Audit system reference from redhat (https://access.redhat.com/doc
umentation/en-US/Red_Hat_Enterprise_Linux/6/html/Security_
Guide/app-Audit_Reference.html) did mentioned that the first four arguments
of system call are recorded, but didn't mentions what their initial value
are when there a system call required less than four arguments.
For example, what will the value of a1, a2, a3 be when the system call
'close' are invoked? ('close' only takes 1 argument
http://man7.org/linux/man-pages/man2/close.2.html)

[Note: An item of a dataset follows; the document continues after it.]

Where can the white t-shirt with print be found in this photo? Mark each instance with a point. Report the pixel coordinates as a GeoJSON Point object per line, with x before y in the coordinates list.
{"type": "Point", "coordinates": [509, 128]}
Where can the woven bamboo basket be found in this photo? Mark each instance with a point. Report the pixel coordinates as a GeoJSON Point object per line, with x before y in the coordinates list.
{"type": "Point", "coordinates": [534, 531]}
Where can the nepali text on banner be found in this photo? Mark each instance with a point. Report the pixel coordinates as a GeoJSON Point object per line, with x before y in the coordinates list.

AFAIK, they are whatever is in memory. There is nothing that tells you they
are or are not valid. You would have to know that the syscall takes 2
arguments and just look at the first 2.
At first I am guessing that they might contain the a1-a3's value
from
previous syscall record, so I starting doing some experiment on the audit
log I have collected (https://drive.google.com/file
/d/0B85cIbQMuvqDSHVGSHdDVjRWdHc/view):
`$ ausyscall --dump | grep 6 | head -n 1 ` returns
6 close
and below are part of my audit log that contains 2 syscall records:
...
type=SYSCALL msg=audit(1479471647.440:197): arch=40000028 syscall=192
per=800000 success=yes exit=1995763712 a0=76f4f000 a1=1000 a2=3 a3=812
items=0 ppid=891 pid=907 auid=1001 uid=0 gid=0 euid=0 suid=0 fsuid=0 egid=0
sgid=0 fsgid=0 tty=pts0 ses=3 comm="raspistill"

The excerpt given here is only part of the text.